Use Case : Synthetic Profile

Synthetic Builder is another example of a Project Hadron capability, having seen selection and feature engineering in our previous examples. Synthetic Builder uses a combination of rules-based actions, defined by subject matter experts along with machine learning libraries and techniques, to define a set of statistically and distributed representative datasets.

In this example we demonstrate the basics of a common use case of customer account details showing quick wins through the tooling when building this type of synthetic dataset.

Project Hadron Canonicalizes data following the canonical model pattern so that every component speaks the same data language. In this case and with this package all components use Pandas DataFrame format.
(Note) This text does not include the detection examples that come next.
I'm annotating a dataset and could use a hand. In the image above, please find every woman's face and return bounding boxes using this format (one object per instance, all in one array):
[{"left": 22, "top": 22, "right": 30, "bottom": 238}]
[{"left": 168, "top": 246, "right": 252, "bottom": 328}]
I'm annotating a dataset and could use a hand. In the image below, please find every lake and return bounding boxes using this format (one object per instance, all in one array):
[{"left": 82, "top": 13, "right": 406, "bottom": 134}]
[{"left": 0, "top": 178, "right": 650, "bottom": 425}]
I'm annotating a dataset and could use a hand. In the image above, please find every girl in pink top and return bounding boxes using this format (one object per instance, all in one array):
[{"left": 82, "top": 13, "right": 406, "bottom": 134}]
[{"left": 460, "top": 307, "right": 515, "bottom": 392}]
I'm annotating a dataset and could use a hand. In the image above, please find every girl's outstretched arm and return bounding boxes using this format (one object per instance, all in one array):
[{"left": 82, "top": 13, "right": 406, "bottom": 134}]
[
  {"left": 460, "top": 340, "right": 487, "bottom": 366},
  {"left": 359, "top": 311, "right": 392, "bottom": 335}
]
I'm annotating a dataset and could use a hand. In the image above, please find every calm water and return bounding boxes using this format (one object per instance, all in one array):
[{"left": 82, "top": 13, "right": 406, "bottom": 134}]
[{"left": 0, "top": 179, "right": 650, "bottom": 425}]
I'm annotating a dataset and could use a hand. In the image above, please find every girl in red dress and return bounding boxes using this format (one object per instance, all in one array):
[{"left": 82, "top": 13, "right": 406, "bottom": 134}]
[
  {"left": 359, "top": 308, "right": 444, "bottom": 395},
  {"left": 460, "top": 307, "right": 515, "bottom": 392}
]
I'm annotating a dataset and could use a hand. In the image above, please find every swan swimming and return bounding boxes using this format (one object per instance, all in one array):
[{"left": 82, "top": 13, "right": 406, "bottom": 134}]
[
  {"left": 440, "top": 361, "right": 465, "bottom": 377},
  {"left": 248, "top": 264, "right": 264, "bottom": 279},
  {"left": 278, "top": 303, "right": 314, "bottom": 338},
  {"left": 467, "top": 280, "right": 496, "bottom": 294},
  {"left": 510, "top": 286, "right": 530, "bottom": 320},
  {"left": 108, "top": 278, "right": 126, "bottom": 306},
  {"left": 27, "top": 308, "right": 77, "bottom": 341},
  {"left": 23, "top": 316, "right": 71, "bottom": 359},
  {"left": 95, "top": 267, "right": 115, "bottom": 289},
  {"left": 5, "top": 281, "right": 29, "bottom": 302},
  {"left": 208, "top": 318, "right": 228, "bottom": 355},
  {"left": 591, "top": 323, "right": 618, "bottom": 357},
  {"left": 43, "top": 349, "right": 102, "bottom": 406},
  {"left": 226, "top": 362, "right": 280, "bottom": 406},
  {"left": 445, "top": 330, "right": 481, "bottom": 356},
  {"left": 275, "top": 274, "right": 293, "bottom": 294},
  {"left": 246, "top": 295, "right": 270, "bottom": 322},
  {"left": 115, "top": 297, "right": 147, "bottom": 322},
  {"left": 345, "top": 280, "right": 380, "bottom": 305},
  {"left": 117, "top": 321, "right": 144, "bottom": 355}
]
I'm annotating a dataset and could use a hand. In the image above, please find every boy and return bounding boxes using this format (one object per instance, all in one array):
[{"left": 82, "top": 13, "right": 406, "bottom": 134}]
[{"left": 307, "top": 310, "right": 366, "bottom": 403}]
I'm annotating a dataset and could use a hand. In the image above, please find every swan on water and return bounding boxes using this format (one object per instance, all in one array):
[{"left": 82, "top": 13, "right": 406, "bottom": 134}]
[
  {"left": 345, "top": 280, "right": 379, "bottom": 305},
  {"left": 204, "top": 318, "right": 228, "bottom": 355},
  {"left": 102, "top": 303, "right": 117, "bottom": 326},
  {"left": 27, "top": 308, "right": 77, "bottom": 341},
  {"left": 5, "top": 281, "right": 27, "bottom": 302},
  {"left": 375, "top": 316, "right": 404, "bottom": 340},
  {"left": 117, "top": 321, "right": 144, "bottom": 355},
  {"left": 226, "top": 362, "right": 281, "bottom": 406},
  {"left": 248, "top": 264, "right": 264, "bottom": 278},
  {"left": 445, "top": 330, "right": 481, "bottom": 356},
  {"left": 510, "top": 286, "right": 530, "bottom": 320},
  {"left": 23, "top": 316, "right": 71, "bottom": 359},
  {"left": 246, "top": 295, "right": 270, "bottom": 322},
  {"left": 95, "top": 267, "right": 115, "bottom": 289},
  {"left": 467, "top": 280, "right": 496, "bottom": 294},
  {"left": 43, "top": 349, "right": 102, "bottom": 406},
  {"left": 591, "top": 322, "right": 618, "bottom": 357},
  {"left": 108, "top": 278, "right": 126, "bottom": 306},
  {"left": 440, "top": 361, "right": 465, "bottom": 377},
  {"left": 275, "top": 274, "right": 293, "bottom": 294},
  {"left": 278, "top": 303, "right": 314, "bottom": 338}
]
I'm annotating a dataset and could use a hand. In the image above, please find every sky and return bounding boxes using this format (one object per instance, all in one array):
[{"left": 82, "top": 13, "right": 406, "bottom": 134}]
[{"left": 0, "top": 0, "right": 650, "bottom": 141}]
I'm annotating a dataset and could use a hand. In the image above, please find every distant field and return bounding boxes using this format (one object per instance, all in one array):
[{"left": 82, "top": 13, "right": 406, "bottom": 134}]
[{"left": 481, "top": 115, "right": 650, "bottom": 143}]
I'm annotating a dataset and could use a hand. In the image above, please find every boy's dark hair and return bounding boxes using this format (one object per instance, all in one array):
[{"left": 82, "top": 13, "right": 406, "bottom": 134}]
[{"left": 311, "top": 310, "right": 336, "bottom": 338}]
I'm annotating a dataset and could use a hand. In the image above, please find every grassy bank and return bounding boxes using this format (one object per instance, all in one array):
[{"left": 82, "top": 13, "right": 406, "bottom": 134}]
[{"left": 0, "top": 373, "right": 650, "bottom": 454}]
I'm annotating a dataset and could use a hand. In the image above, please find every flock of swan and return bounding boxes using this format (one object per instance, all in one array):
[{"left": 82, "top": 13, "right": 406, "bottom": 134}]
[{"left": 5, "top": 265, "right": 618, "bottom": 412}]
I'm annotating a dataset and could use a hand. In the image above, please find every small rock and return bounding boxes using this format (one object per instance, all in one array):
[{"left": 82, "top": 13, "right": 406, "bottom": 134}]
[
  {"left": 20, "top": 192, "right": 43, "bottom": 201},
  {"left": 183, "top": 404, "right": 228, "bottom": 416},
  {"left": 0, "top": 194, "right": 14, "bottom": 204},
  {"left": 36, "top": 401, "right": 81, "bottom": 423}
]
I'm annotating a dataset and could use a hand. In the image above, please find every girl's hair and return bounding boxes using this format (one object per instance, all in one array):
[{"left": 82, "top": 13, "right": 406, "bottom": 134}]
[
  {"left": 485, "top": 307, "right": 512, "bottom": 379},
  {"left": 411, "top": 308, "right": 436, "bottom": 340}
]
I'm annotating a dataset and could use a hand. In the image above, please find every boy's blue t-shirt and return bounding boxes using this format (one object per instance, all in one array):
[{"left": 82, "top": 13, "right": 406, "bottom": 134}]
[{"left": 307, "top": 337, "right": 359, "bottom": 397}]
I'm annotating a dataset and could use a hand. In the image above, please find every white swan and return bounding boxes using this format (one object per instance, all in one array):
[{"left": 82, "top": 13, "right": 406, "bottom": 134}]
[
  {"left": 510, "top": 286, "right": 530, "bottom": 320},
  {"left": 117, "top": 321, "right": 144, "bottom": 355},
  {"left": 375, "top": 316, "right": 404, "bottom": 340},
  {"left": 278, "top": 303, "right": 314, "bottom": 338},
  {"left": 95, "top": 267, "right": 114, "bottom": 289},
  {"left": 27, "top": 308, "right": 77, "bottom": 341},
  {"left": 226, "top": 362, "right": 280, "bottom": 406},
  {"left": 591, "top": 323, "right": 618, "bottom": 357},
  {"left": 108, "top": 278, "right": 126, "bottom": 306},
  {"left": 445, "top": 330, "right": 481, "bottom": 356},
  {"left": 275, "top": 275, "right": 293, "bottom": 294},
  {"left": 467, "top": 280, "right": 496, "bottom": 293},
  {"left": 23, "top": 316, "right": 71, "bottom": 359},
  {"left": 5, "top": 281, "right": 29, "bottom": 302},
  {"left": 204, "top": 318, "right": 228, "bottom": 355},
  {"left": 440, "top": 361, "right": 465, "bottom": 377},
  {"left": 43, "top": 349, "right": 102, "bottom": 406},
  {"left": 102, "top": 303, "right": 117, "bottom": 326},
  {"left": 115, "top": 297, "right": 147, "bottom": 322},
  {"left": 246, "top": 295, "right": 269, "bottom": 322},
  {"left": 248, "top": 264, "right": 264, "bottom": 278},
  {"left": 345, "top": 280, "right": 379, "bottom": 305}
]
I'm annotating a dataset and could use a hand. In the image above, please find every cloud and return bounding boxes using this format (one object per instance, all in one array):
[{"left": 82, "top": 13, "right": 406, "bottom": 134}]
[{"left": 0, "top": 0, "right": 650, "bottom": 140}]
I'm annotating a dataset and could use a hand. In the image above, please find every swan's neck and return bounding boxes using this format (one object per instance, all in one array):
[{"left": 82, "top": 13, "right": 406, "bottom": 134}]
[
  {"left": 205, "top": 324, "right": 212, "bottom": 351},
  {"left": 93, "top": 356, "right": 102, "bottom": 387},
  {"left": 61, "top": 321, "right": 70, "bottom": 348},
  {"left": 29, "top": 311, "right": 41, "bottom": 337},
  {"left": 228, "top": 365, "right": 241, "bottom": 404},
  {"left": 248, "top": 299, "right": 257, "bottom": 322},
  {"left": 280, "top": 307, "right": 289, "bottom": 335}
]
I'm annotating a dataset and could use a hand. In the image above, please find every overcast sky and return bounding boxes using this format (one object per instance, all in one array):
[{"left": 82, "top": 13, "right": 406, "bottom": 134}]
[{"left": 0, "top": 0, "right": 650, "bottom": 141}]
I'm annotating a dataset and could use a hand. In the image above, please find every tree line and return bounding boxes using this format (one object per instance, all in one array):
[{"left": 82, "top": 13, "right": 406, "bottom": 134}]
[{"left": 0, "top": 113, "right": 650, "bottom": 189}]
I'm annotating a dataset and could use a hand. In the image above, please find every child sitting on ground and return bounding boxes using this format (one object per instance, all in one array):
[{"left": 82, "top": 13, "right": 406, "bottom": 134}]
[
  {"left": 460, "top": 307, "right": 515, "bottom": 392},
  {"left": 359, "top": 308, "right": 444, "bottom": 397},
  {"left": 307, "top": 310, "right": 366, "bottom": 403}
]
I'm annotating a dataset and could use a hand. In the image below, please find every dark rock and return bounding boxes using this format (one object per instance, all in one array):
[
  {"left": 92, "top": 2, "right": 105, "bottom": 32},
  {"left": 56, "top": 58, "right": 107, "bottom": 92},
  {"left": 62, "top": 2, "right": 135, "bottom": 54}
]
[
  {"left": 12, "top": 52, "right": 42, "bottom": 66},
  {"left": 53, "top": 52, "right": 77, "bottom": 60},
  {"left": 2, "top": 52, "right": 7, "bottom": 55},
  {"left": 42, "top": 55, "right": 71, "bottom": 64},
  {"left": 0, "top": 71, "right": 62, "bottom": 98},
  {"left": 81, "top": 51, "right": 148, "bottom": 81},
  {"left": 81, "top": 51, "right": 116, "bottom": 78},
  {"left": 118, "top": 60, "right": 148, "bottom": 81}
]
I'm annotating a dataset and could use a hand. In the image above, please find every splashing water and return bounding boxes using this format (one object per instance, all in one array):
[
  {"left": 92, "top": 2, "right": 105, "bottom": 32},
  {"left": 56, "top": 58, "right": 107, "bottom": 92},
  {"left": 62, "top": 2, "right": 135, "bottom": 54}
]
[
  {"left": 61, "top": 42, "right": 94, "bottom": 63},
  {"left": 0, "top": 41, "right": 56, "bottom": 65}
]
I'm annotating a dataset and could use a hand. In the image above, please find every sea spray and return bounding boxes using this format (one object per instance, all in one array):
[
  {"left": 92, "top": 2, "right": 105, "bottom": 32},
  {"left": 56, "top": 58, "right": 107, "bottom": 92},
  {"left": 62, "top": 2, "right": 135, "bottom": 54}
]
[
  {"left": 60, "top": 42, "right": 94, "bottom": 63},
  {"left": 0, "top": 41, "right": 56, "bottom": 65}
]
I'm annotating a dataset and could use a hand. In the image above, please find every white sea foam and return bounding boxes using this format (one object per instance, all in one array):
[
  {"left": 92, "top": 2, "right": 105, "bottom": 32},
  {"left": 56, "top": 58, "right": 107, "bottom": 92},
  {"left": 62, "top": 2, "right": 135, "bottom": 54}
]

This is common format used by data scientists and statisticians to manipulate and visualise large datasets.

Before we do that, and as shown in the previous section, we now use the environment variables to define the location of the Domain Contract and datastore.

import os
os.environ['HADRON_PM_PATH'] = '0_hello_meta/synthetic/contracts'
os.environ['HADRON_DEFAULT_PATH'] = '0_hello_meta/synthetic/data'

Setting Up

We initially load Project Hadron’s Synthetic Builder instance that provides us access to its capabilities. It is worth noting, synthetic Builder shares some of its actions (Intent) with the feature engineering capability adding additional actions (Intent) to generate the initial data or feature distribution.

Notice we are creating a new component and as such must set up the output of the component. With synthetic build, though it can be defined, there is no concept of a synthetic source as synthetic data in its on right creates that source dataset.

from ds_discovery import SyntheticBuilder
# get the instance
builder = SyntheticBuilder.from_env('hello_builder', has_contract=False)
builder.set_persist()

Building a Distribution

This new component works in exactly the same way as the other components demonstrated earlier, whereby we create the instance pertinent to our intentions and where to persist the results. Then we add the component actions (intent), which in this case is to generate the features we have built and make them appropriate for a machine learning model or for other uses.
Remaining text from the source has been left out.